Famed racing driver turned Paralympic champion Alex Zanardi was seriously injured during a handbike race Friday. During one stage of the “Obiettivo tricolore” handbike relay race for Paralympic athletes, the 53-year-old Zanardi was involved in a bad crash and airlifted to hospital. Here’s more from The Associated Press:
Zanardi was transported by helicopter to the Santa Maria alle Scotte hospital in Siena following an accident near the Tuscan town of Pienza during a national race for Paralympic athletes on handbikes, police told The Associated Press.
A Carabinieri police official in Montepulciano said the accident involved a “heavy vehicle” and he believed Zanardi was still alive. The official did not give his name as per local custom.
The accident occurred when Zanardi was descending a hill, lost control and veered into oncoming traffic where he was hit by a truck, the Gazzetta dello Sport reported.
Many prominent racing figures, including Mario Andretti, have already expressed their support for Zanardi:
I am so anxious and frightened about Alex Zanardi that I'm holding my breath. I am his fan. I am his friend. Please do what I'm doing and pray pray for for this wonderful man. https://t.co/P8XPVymmKg
— Mario Andretti (@MarioAndretti) June 19, 2020
Zanardi was first known for his driving career in F1 and CART races, which included winning CART championships in 1997 and 1998. He lost his legs in a crash in a CART race in 2001, but managed to return to racing full-time in 2004 in the FIA European Touring Car Championship. He then took up handcycling, placing fourth in the New York City marathon in 2007, winning that event in 2011, and winning two golds and a silver at the 2012 Paralympics and then another two golds and a silver in the 2016 Paralympics. He’s had a lot of inspiring quotes over the years, including this one relayed by Emily Mawson in a March 2020 piece at juliusbaer.com:
“When I lost my legs, that didn’t present itself like a great occasion to make my life better,” he says, his eyes smiling. “But in fact it did, because all the things I’m doing these days are directly related to my new condition. So I think I can call what happened probably the greatest opportunity of my life.”
Zanardi has found ways to continue driving racecars as well. He competed in his first race without prosthetics at the Rolex 24 at Daytona endurance race in January 2019, driving a special BMW car operated by hand levers.
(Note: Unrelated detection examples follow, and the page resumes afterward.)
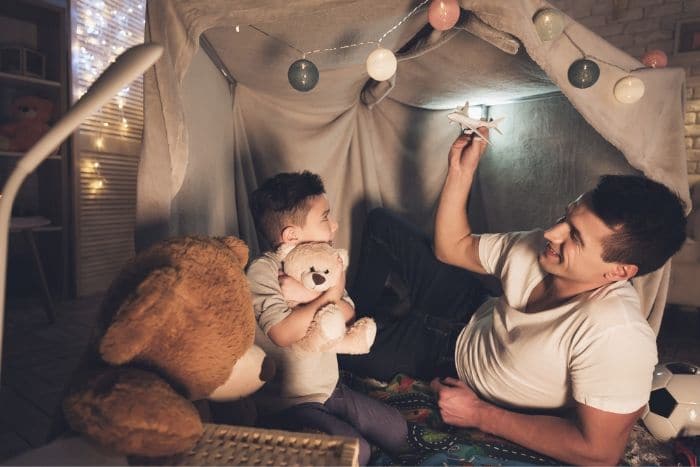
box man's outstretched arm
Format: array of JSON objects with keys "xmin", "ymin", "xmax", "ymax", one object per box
[
  {"xmin": 434, "ymin": 127, "xmax": 488, "ymax": 274},
  {"xmin": 431, "ymin": 378, "xmax": 643, "ymax": 465}
]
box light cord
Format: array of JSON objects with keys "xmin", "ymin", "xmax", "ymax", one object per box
[{"xmin": 248, "ymin": 0, "xmax": 430, "ymax": 58}]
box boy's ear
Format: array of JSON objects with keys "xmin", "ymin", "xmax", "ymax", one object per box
[
  {"xmin": 281, "ymin": 225, "xmax": 299, "ymax": 243},
  {"xmin": 605, "ymin": 263, "xmax": 639, "ymax": 282}
]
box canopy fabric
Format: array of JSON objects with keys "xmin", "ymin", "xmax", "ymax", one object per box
[{"xmin": 137, "ymin": 0, "xmax": 690, "ymax": 330}]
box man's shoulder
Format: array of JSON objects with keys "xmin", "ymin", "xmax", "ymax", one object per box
[{"xmin": 581, "ymin": 281, "xmax": 655, "ymax": 339}]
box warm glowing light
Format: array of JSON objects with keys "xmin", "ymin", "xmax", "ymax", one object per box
[
  {"xmin": 467, "ymin": 105, "xmax": 484, "ymax": 119},
  {"xmin": 71, "ymin": 0, "xmax": 145, "ymax": 136}
]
Here’s what Ken Willis of the Daytona Beach News-Journal wrote about that effort:
For the average sports-car flogger here this week, a lap at speed is a handful, even with their two feet controlling three of the components — gas, brakes, clutch. Zanardi maneuvers the toughest parts of the race course with just his left hand on the wheel while his right hand is feathering, finessing or outright jamming the brake lever.
“It’s incredible,” said Phillip Eng, who co-drives BMW’s other entry, the No. 25 sister car to Zanardi’s No. 24. “Under normal circumstances, when the balance is good and tires are new, it’s still difficult. But when the degradation kicks in and the tire gets older … and then he actually needs to counter-steer into the corner, I think it’s extremely, extremely difficult.
“I cannot point out enough how much respect he deserves; I don’t know if I would be able to do it.”
Again, Zanardi insists, it’s not a huge deal, but a matter of utilizing what you have.
“Perfect would be to go back to the way I was driving prior to Sept. 15, 2001,” he said, referencing the wreck that changed his life. “You can’t reverse back in time. You either take what you have or decide to do something different. In reality, if I’m here it’s because I enjoy very much what I do.
Zanardi has continued with handcycling as well, and has been trying to qualify to represent Italy at a third straight Paralympics this summer (before that event was postponed to 2021). He has inspired many around the world with what he’s done both before and after his 2001 accident. Our thoughts go out to him and his family and friends at this time.